2. Chipotle did not run a tasteless 9/11 ad. Dozens of angry tweeters are boycotting Chipotle this week after seeing an ad the chain allegedly ran in a Costco magazine. The image shows two foil-wrapped burritos, a tinfoil plane, and the text “Never Forget” … which is truly, offensively terrible! But also not legit.
The tip-off is that white border around the ad — see it? This is a style called “no bleed printing,” and it’s what you get from a desktop printer. Magazines, on the other hand, design for full bleed, meaning the ink reaches the edge of the paper. In other words, whoever took this photo printed the “ad” off Imgur (where it’s been circling in obscurity for years) and stuck it inside a magazine to make it look like it ran there. If you actually go through back issues of Costco magazine, you’ll have a hard time finding the ad. Chipotle said it’s investigating who’s behind it.

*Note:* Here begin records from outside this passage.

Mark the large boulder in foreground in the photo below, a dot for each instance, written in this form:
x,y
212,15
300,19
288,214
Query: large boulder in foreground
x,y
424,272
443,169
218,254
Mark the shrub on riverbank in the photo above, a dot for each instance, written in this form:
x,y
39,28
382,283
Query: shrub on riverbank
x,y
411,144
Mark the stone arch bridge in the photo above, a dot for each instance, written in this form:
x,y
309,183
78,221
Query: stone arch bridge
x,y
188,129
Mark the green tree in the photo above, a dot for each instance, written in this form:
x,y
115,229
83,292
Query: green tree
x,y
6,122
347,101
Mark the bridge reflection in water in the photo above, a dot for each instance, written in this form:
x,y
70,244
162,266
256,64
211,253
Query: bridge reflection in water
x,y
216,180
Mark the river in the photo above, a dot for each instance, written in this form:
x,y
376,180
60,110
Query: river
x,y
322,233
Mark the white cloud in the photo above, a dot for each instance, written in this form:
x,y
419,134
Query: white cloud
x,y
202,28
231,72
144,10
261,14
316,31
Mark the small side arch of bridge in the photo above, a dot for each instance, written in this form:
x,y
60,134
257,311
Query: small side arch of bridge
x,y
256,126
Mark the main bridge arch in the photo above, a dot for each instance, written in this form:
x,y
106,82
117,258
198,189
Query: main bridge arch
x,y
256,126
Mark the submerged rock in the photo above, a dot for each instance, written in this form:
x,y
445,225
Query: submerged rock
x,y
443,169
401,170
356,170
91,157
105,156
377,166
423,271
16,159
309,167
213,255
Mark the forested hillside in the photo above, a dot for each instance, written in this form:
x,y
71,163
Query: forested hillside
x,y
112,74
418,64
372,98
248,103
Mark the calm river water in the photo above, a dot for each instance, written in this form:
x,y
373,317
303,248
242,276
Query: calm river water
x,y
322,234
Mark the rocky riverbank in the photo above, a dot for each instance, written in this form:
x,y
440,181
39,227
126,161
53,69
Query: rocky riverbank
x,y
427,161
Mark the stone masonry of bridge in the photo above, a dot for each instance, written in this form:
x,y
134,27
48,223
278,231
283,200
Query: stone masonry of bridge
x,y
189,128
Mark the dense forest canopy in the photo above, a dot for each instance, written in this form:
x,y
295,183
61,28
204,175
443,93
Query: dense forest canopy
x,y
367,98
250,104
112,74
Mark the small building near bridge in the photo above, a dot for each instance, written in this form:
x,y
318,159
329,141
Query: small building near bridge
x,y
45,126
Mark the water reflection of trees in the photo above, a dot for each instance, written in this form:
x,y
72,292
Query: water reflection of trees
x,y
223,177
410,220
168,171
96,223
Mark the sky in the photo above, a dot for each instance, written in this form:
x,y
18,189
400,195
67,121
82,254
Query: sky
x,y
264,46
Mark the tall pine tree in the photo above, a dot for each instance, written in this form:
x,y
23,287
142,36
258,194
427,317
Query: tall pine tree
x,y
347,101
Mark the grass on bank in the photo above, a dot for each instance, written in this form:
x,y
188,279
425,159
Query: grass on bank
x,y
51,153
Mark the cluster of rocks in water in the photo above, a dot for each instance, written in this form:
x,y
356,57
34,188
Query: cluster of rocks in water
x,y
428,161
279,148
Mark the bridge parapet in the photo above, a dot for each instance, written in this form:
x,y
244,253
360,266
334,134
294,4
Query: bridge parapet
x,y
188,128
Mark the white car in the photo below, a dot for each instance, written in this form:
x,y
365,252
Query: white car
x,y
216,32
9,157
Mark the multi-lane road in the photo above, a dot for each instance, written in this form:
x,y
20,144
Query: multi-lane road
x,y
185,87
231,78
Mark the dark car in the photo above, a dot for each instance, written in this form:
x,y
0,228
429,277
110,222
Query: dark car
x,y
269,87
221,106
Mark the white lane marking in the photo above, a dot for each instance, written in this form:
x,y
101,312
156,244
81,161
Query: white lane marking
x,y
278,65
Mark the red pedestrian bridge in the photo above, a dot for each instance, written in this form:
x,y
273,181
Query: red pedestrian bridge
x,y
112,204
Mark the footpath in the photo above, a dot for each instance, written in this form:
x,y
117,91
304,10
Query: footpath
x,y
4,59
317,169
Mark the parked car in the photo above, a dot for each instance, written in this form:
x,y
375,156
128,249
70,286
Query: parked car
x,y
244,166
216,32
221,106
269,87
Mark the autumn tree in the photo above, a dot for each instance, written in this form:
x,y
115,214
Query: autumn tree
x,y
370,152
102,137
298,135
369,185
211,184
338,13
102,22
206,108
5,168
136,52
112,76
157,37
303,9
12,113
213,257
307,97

3. Selfies are not killing more people than sharks. As I wrote at some length on Tuesday, this meme’s gotten way more attention than it should — it grossly misconstrues and conflates statistics to make selfies seem dangerous. You can’t actually compare selfie-deaths to shark attacks: a shark is an actual mode of injury, and a selfie’s just a precipitating thing. Also selfie-related deaths are just a phone-related deaths. Why zero in on the activity?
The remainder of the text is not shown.